2017 marked the centennial for Denmark’s sale of the colony “The Danish West Indies” to The United States, today the US Virgin Islands. For this occasion, The Danish National Archive, The Royal Danish Library’s Photo and Map Collection, as well as other archives and collections in Denmark, undertook a mass-digitisation of their archival records from St. Croix, St. Thomas, St. John, Ghana and the transatlantic enslavement trade. The National Archive alone has scanned more than 1.2 kilometres of shelf space, adding up to more than 5 million digital scans. The records are said to be among the best preserved from the transatlantic enslavement trade and many are included on UNESCO’s world heritage list. After the sale, the archives were relocated to Denmark, leaving the inhabitants of the US Virgin Islands without access to approximately 250 years of their history.

While mass-digitisation of archival records carries a promise of free circulation, distribution and easier access to the archives, they also give rise to new ethical, political, aesthetic and methodological questions concerning the re-use and dissemination of this highly sensitive material. The symposium Archives that Matter hopes to contribute to this necessary field of interest and lay the groundwork for new best practices for the construction of shared public digital heritage infrastructures that go beyond national and colonial boundaries.

textile samples which were ordered by the Danish-Guinean Company on the Gold Coast from the Danish colony Tranquebar today Tharangambadi, India and traded for enslaved Africans in Accra.

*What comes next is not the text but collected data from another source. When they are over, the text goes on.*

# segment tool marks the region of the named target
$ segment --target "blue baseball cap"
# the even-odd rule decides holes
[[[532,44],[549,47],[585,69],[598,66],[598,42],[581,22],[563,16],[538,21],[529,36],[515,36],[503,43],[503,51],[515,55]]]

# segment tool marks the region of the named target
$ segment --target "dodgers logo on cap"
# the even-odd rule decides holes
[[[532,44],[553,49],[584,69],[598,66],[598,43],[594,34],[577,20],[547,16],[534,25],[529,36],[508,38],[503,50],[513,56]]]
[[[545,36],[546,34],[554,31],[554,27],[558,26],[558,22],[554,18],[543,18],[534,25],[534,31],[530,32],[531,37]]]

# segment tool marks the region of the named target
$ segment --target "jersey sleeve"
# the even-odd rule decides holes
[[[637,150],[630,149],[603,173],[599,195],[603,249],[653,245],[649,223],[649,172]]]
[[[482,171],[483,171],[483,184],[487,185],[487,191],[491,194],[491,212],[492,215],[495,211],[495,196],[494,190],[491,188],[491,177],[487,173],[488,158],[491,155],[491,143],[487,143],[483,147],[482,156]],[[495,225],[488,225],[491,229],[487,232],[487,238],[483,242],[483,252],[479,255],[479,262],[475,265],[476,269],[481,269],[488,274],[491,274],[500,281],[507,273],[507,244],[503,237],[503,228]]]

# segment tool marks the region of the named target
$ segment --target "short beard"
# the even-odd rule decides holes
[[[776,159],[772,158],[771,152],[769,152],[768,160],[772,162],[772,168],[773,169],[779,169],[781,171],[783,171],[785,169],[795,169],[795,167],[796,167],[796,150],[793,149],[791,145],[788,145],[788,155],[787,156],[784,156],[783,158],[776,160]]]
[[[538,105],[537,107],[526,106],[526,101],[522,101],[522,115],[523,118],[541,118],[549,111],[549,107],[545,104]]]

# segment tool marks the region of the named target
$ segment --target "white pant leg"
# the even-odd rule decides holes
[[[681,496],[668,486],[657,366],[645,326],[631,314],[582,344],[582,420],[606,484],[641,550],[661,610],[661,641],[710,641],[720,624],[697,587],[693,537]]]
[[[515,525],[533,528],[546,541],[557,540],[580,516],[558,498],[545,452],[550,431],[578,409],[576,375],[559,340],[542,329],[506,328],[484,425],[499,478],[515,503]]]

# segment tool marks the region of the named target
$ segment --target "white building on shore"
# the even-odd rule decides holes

The Danish National Archives Dansk-Guinesisk Kompagni, Breve fra Direktionen 1705-1722, 390

European colonial histories still tend to be written and discussed within the framework of methodological nationalism. The reasons for this tendency to discuss colonial histories in line with national histories are many, but the historical organization of colonial archives is one of them, as Lisa Lowe has recently argued. In The Intimacy of Four Continents (2015), Lowe points out the importance of working across national archives – and thus also in between different European languages – when working with European colonial history that was – and remains – entangled across borders. While digitization opens up to new ways of working with colonial archives, and thus new modes of knowledge production, they also give rise to new ethical, political and methodological questions. This seminar seeks to counter the disconnection between European colonial histories by bringing together a diverse range of archivists, digital humanists and researchers.

Archives that Matter is in particular devoted to exploring what stories lie untold in the masses of digitized material. What overlooked narratives are yet to be explored and what happens when we gather scholars and artists to unearth the digital vaults. The symposium asks: What are the new sites of forgetfulness and unspeakability created by the digitization of the colonial archives? How do the digital archives extend the ramifications of the racial and colonial structures today? How to account for and transmit the viscerality of the archive (touch, smell, taste, pain & violence) in the digital files? And how to create shared infrastructures for re-use of the archival material that fosters radical, creative, decolonial and technological collaborations across communities?

The symposium brings together artists and researchers to collaboratively reflect on these questions in a workshop-like setting that aims to innovate and develop “critical fabulations”, transgressive decolonial methodologies and to create novel research and artistic work in the archives. Methods that will help shed light on the concern of reuse of digital colonial records and to create best practices for future engagements. With Archives that Matter we thus hope to critically shape emerging regimes of knowledge within the current turn to digitisation of cultural heritage.